Más allá de la manera en que se expresan a través del lenguaje de los derechos, las demandas sociales que hemos venido levantando y que asociamos a la idea de dignidad, dicen relación con una cuestión esencial, que sabemos que no ha sido la idea fundante de nuestras instituciones, pero debiese serlo: la producción y reproducción de la vida en común.
Más allá de los derechos, de lo que se trata es de preguntarnos ¿qué y cómo producimos?, ¿cuánto y cómo trabajamos?, ¿quiénes y qué nos informan?, ¿quiénes nos cuidan y cómo? En fin, ¿cómo convivimos?
Creo que la revuelta de octubre de 2019 vino a cuestionar las respuestas que los agentes capitalistas, en su complicidad con el estado, habían venido dando a esas preguntas.
En este sentido, no se puede soslayar la medida en que la autogestión, la acción colaborativa, las iniciativas comunitarias, las cooperativas e incluso el trueque han florecido en el último tiempo. Por supuesto que instancias de resistencia como éstas no alcanzan aún siquiera a rasguñar la posición dominante de los actores capitalistas, pero debemos preguntarnos si podrían.
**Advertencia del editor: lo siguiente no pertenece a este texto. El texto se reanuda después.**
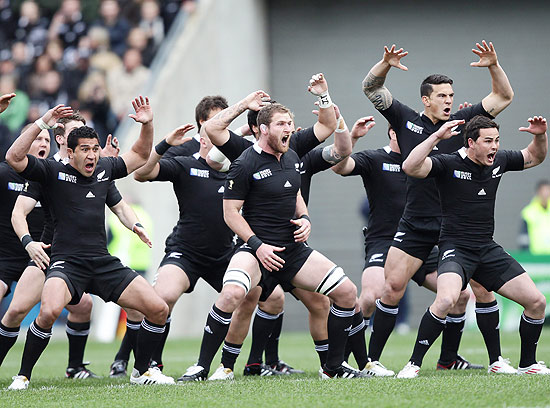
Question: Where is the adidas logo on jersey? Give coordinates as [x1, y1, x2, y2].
[284, 181, 292, 188]
[478, 189, 486, 196]
[419, 339, 430, 346]
[442, 249, 455, 260]
[86, 191, 95, 198]
[369, 253, 384, 263]
[393, 231, 406, 242]
[96, 170, 109, 182]
[491, 166, 502, 178]
[218, 186, 225, 193]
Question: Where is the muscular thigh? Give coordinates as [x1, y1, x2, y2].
[10, 265, 45, 309]
[226, 250, 262, 288]
[291, 250, 336, 292]
[153, 264, 190, 306]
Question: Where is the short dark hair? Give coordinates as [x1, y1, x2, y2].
[256, 103, 293, 130]
[195, 95, 228, 130]
[53, 112, 86, 148]
[248, 100, 278, 135]
[420, 74, 453, 98]
[463, 115, 499, 148]
[67, 126, 100, 151]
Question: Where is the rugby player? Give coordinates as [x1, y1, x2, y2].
[361, 41, 514, 372]
[5, 97, 174, 389]
[397, 115, 548, 377]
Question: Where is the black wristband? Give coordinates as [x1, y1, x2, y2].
[300, 214, 311, 223]
[132, 222, 144, 232]
[247, 235, 263, 252]
[155, 140, 171, 155]
[21, 234, 33, 248]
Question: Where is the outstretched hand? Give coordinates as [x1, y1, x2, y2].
[0, 93, 16, 113]
[308, 73, 328, 96]
[245, 90, 271, 111]
[458, 101, 472, 110]
[42, 104, 74, 127]
[383, 44, 408, 71]
[166, 123, 195, 146]
[351, 116, 376, 139]
[101, 134, 120, 157]
[312, 102, 340, 118]
[470, 40, 498, 68]
[128, 96, 153, 124]
[433, 119, 465, 140]
[519, 116, 547, 136]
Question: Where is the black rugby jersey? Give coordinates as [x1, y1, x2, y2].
[21, 162, 122, 245]
[163, 135, 201, 159]
[428, 148, 524, 246]
[0, 162, 44, 260]
[381, 99, 491, 227]
[224, 144, 302, 246]
[298, 147, 332, 205]
[343, 146, 406, 241]
[20, 155, 128, 257]
[153, 153, 234, 259]
[218, 128, 321, 162]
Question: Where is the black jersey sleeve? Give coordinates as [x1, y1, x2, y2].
[290, 127, 321, 158]
[500, 150, 525, 172]
[19, 155, 49, 182]
[107, 156, 128, 180]
[218, 131, 253, 162]
[427, 154, 449, 178]
[20, 179, 42, 201]
[154, 158, 185, 182]
[106, 181, 122, 207]
[306, 148, 333, 174]
[379, 99, 408, 129]
[343, 151, 373, 177]
[223, 159, 250, 200]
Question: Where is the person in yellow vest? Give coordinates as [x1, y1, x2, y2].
[519, 180, 550, 254]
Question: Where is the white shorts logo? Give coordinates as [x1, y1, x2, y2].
[369, 253, 384, 263]
[50, 261, 65, 269]
[442, 249, 456, 260]
[393, 232, 406, 242]
[167, 252, 182, 259]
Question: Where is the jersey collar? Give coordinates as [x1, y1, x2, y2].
[253, 142, 262, 154]
[193, 152, 200, 160]
[383, 145, 391, 154]
[193, 134, 200, 142]
[54, 152, 69, 165]
[458, 147, 467, 159]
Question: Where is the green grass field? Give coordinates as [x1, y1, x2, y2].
[0, 328, 549, 407]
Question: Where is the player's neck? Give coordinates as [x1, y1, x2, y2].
[258, 139, 282, 160]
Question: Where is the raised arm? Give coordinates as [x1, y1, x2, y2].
[6, 104, 73, 172]
[204, 90, 270, 147]
[362, 45, 408, 111]
[472, 41, 514, 117]
[0, 92, 16, 113]
[519, 116, 548, 169]
[308, 73, 337, 142]
[134, 124, 195, 181]
[109, 200, 152, 247]
[12, 195, 51, 270]
[311, 104, 352, 165]
[402, 119, 464, 178]
[120, 96, 154, 174]
[332, 116, 376, 175]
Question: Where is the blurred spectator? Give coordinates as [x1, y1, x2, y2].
[126, 26, 155, 67]
[106, 47, 149, 120]
[139, 0, 164, 51]
[519, 180, 550, 254]
[26, 53, 54, 99]
[11, 41, 34, 78]
[78, 70, 117, 139]
[0, 75, 30, 133]
[14, 0, 49, 59]
[162, 0, 195, 33]
[87, 25, 122, 73]
[48, 0, 87, 53]
[0, 0, 17, 45]
[93, 0, 131, 57]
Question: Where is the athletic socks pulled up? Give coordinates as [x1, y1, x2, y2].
[151, 315, 171, 366]
[114, 319, 141, 362]
[0, 322, 20, 366]
[66, 320, 90, 369]
[368, 300, 398, 361]
[134, 319, 165, 375]
[264, 312, 284, 365]
[326, 304, 355, 370]
[314, 339, 329, 366]
[475, 300, 501, 364]
[19, 320, 52, 380]
[197, 305, 232, 373]
[344, 311, 368, 370]
[519, 313, 544, 368]
[247, 308, 280, 365]
[409, 309, 446, 367]
[221, 341, 242, 370]
[439, 313, 466, 363]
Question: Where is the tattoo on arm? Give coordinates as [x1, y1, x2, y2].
[211, 101, 248, 129]
[322, 145, 344, 165]
[362, 72, 393, 110]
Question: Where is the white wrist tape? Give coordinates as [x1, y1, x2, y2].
[219, 158, 231, 172]
[316, 91, 333, 109]
[34, 118, 58, 130]
[208, 146, 228, 164]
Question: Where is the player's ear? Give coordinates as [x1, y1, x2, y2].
[421, 95, 430, 107]
[67, 147, 74, 158]
[260, 124, 268, 133]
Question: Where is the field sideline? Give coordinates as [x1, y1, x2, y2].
[0, 328, 549, 407]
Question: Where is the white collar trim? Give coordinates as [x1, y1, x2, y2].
[383, 145, 391, 154]
[458, 147, 467, 159]
[253, 142, 262, 154]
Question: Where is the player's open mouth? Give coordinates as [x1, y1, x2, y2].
[38, 149, 47, 158]
[487, 152, 495, 162]
[281, 135, 289, 145]
[443, 108, 451, 115]
[85, 163, 94, 171]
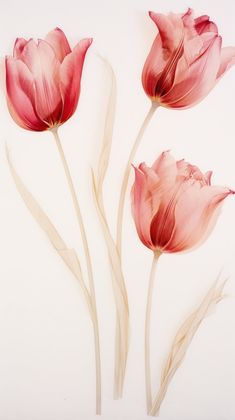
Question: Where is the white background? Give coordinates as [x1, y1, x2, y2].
[0, 0, 235, 419]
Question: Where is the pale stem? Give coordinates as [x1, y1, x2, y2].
[92, 173, 129, 401]
[52, 128, 102, 415]
[116, 102, 158, 257]
[145, 251, 161, 414]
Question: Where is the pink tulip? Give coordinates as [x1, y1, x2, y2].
[142, 8, 235, 108]
[5, 28, 92, 131]
[132, 151, 234, 253]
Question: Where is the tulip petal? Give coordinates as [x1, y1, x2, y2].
[194, 15, 218, 35]
[45, 27, 71, 62]
[149, 11, 184, 54]
[132, 166, 161, 250]
[204, 171, 212, 185]
[150, 179, 188, 249]
[59, 38, 92, 123]
[20, 39, 62, 125]
[5, 57, 47, 131]
[163, 36, 221, 108]
[166, 185, 233, 252]
[182, 8, 198, 40]
[152, 151, 177, 177]
[13, 38, 28, 59]
[216, 46, 235, 79]
[142, 35, 168, 98]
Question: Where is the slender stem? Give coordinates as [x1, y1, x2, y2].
[116, 102, 158, 257]
[52, 128, 101, 415]
[145, 251, 161, 414]
[92, 173, 129, 401]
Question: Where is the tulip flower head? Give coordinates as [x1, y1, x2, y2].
[142, 8, 235, 108]
[132, 151, 234, 254]
[5, 28, 92, 131]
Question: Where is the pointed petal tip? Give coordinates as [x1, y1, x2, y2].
[185, 7, 193, 15]
[162, 149, 171, 157]
[149, 11, 156, 20]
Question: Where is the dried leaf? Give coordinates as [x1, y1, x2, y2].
[6, 146, 92, 316]
[92, 170, 129, 396]
[95, 55, 116, 197]
[150, 277, 228, 416]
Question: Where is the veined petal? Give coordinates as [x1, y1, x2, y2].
[142, 35, 167, 98]
[13, 38, 28, 59]
[194, 15, 218, 35]
[163, 36, 221, 108]
[204, 171, 213, 185]
[150, 180, 186, 248]
[182, 8, 198, 41]
[216, 46, 235, 79]
[149, 11, 184, 54]
[59, 38, 92, 123]
[20, 39, 62, 125]
[166, 185, 233, 252]
[131, 166, 160, 250]
[5, 57, 47, 131]
[45, 27, 71, 62]
[152, 151, 176, 177]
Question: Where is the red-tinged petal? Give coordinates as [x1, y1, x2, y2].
[155, 36, 184, 97]
[139, 162, 160, 189]
[216, 46, 235, 80]
[204, 171, 212, 185]
[150, 159, 209, 250]
[171, 32, 217, 92]
[150, 180, 185, 248]
[59, 38, 92, 123]
[131, 166, 160, 250]
[20, 39, 62, 125]
[13, 38, 28, 59]
[182, 8, 198, 40]
[5, 57, 47, 131]
[166, 185, 232, 252]
[152, 150, 176, 175]
[142, 35, 168, 98]
[149, 11, 184, 54]
[163, 36, 221, 108]
[148, 11, 185, 98]
[152, 151, 178, 192]
[45, 27, 71, 62]
[194, 15, 218, 35]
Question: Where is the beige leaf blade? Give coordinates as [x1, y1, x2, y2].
[6, 146, 92, 317]
[92, 55, 128, 396]
[95, 55, 116, 197]
[150, 277, 228, 416]
[92, 170, 129, 393]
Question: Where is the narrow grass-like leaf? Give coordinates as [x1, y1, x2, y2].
[92, 56, 129, 397]
[92, 169, 129, 397]
[150, 277, 228, 416]
[95, 55, 116, 198]
[6, 146, 93, 317]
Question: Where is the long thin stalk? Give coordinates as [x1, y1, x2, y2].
[52, 128, 101, 415]
[145, 251, 161, 414]
[116, 103, 158, 257]
[92, 172, 129, 400]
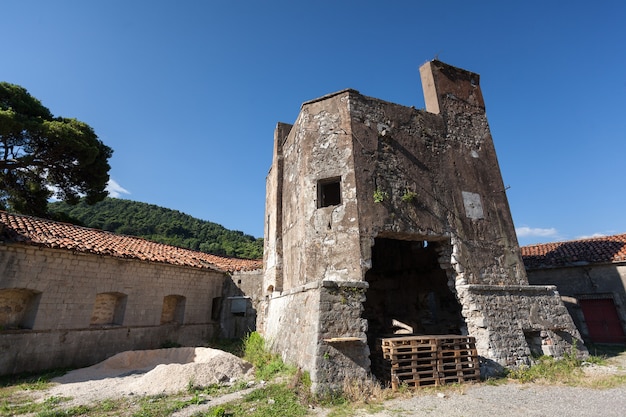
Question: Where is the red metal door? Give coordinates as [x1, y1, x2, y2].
[579, 298, 625, 344]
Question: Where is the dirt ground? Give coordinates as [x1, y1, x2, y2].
[29, 347, 626, 417]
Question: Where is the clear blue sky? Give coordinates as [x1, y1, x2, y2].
[3, 1, 625, 246]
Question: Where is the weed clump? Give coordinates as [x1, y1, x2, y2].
[243, 332, 290, 381]
[507, 350, 591, 385]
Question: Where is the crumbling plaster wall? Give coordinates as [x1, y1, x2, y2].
[262, 282, 321, 382]
[279, 92, 363, 289]
[262, 93, 370, 388]
[263, 122, 291, 293]
[261, 60, 586, 389]
[347, 78, 525, 287]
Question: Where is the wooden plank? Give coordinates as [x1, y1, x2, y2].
[323, 337, 366, 343]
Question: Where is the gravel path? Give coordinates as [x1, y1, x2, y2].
[353, 383, 626, 417]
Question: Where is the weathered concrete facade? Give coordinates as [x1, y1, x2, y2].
[261, 60, 585, 391]
[219, 269, 264, 339]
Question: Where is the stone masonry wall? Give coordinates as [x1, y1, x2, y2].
[315, 281, 369, 392]
[263, 280, 369, 392]
[457, 284, 586, 374]
[0, 243, 223, 375]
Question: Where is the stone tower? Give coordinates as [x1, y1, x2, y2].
[260, 60, 586, 392]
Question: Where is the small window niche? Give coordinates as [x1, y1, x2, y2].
[318, 177, 342, 208]
[160, 295, 186, 324]
[0, 288, 41, 330]
[90, 292, 127, 326]
[211, 297, 222, 321]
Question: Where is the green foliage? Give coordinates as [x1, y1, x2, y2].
[207, 406, 227, 416]
[243, 332, 290, 381]
[0, 82, 112, 216]
[48, 197, 263, 259]
[401, 190, 417, 203]
[373, 188, 388, 203]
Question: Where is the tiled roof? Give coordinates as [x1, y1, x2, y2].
[0, 211, 262, 273]
[521, 233, 626, 270]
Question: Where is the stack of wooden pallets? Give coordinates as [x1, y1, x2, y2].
[380, 335, 480, 389]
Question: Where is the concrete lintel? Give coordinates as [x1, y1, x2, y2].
[321, 280, 369, 289]
[458, 284, 558, 294]
[270, 281, 322, 299]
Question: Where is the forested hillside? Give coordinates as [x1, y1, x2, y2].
[48, 198, 263, 259]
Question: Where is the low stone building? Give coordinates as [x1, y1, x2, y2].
[260, 59, 586, 392]
[0, 211, 261, 376]
[522, 234, 626, 346]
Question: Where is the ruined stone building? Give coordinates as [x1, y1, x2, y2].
[522, 234, 626, 345]
[1, 60, 600, 387]
[260, 60, 586, 391]
[0, 211, 261, 375]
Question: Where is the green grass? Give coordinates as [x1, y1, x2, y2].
[200, 383, 308, 417]
[36, 405, 91, 416]
[0, 371, 72, 416]
[242, 332, 292, 381]
[0, 369, 67, 389]
[508, 354, 584, 383]
[507, 347, 626, 388]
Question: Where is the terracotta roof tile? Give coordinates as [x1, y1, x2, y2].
[521, 233, 626, 269]
[0, 211, 262, 273]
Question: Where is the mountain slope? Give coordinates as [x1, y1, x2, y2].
[48, 198, 263, 259]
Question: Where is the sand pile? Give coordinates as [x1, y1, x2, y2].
[46, 347, 253, 402]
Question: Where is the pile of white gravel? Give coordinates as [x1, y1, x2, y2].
[45, 347, 253, 403]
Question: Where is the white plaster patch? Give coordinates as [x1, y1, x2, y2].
[462, 191, 484, 220]
[377, 122, 391, 135]
[326, 267, 349, 281]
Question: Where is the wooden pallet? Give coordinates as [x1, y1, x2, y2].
[380, 335, 480, 389]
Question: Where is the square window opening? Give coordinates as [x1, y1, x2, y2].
[318, 178, 342, 208]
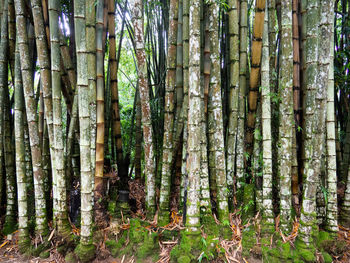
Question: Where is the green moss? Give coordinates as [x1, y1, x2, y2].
[294, 238, 308, 250]
[322, 252, 332, 263]
[136, 232, 158, 259]
[177, 255, 191, 263]
[39, 250, 50, 259]
[267, 247, 280, 258]
[120, 243, 133, 256]
[281, 242, 292, 259]
[18, 236, 31, 254]
[2, 217, 17, 235]
[32, 241, 50, 257]
[57, 244, 68, 254]
[106, 240, 119, 257]
[242, 226, 257, 257]
[65, 252, 78, 263]
[170, 232, 202, 262]
[74, 243, 96, 263]
[158, 211, 170, 227]
[242, 184, 255, 221]
[317, 231, 331, 248]
[201, 215, 219, 236]
[162, 229, 179, 241]
[299, 248, 316, 262]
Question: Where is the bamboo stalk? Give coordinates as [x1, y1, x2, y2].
[245, 0, 266, 160]
[14, 40, 30, 252]
[130, 0, 156, 216]
[159, 0, 179, 224]
[74, 0, 93, 247]
[14, 0, 48, 237]
[49, 0, 70, 236]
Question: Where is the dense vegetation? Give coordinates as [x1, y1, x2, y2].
[0, 0, 350, 262]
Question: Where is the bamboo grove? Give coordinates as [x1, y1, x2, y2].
[0, 0, 349, 262]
Más allá de los derechos, entonces, la articulación de las demandas sociales depende del poder del pueblo. Por una parte, depende el poder estatal como representante del pueblo, porque si bien en el pasado ha sido el propio estado el que ha actuado en su contra, este proceso constituyente se presenta como una oportunidad para transformar el vínculo que une al pueblo y al estado, de manera tal que el estado aparezca no sólo como representante del pueblo, sino como su servidor.
Por otra parte -y esto es lo que me parece fundamental- depende del poder del pueblo plural, que desborda al poder del Estado, y que, en último término, proveído de suficientes espacios, recursos y vínculos, podría aparecer como un poder capaz de contribuir a contrarrestar el hasta ahora casi incontrarrestable poder de los agentes capitalistas.